As a new type of future network architecture, virtual network architecture has broad application prospects. To a large extent, the function requests of network users depend on the effective allocation of virtual network resources. The essence of SFCP is the allocation process of physical network resources, and it can effectively cope with dynamic changes of physical resources and complex network topologies. Combined with the latest developments in ML, we model the SFCP as a MDP, and propose a MOO-SFCP algorithm based on RL. Based on the realization of the basic VNF request mapping, the optimization of multiple algorithm goals is realized.
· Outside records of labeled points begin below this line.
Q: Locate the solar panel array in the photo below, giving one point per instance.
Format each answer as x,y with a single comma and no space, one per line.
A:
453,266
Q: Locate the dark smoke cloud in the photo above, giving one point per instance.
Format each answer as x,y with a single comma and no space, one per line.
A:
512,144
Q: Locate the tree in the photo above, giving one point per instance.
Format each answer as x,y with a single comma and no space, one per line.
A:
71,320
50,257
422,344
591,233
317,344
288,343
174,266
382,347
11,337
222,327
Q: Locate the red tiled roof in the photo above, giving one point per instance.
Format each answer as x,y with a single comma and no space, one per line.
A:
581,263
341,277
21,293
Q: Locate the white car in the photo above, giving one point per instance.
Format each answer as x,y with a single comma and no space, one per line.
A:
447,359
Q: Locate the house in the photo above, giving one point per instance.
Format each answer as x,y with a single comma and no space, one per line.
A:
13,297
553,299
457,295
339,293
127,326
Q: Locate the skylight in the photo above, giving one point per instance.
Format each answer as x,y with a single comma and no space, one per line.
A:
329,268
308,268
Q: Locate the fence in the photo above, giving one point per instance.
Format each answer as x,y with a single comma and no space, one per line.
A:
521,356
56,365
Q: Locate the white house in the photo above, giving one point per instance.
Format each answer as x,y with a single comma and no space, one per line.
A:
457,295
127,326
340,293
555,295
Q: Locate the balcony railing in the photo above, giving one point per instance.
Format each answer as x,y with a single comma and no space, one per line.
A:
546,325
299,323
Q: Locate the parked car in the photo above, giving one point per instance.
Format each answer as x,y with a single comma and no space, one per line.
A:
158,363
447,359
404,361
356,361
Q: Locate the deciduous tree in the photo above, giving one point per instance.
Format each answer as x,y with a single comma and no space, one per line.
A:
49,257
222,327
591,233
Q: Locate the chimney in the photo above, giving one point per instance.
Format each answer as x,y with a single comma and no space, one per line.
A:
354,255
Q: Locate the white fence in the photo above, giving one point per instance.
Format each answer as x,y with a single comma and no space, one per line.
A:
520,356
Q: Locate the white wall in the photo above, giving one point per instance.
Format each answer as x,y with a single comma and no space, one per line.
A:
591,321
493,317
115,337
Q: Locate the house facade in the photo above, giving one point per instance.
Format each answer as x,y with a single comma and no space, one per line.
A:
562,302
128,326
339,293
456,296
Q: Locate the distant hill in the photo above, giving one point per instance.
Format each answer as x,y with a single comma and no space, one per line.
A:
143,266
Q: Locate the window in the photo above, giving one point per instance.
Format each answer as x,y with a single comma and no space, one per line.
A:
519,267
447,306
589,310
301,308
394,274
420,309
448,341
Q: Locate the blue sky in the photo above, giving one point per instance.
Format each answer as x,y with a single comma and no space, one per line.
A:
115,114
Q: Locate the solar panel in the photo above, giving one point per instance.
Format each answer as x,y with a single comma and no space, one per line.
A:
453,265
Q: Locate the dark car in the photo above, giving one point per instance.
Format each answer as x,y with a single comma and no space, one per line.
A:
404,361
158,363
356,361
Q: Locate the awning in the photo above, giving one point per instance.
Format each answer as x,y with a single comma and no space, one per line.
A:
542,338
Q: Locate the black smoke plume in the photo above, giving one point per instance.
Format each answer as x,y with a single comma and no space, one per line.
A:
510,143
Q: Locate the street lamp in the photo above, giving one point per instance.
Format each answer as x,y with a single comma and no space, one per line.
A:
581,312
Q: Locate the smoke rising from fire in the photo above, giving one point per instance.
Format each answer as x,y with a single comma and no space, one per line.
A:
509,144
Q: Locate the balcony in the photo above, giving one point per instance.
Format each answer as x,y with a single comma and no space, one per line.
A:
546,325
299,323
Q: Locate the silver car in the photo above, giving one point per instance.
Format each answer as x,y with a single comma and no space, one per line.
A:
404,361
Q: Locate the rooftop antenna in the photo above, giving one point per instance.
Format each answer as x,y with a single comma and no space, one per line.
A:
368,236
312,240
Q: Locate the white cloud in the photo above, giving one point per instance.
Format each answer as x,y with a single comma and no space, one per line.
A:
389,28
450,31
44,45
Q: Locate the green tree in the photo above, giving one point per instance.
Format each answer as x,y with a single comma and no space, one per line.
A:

In RL algorithm, we use a self-defined two-layer policy network as an agent, and the information matrix extracted from the physical network is used as the agent’s training environment. The purpose is to obtain the mapped probability of each physical node. The SFCP is completed according to the probability. The final simulation experiment verify the excellent performance of the algorithm from multiple indicators of revenue, cost and acceptance rate. In addition, we also explore the impact of the change of the delay attribute on the flexibility of the algorithm.

As part of our future work, we will continue to explore the possible role of different ML models in the field of SFCP. In addition, we also plan to deeply mine the resource information of the physical network, deduce the internal relationship between different resource attributes, and explore the impact of extracting other resource attributes on the algorithm. Last but not least, it is necessary to conduct in-depth research on using vertical solutions to solve SFCP problems.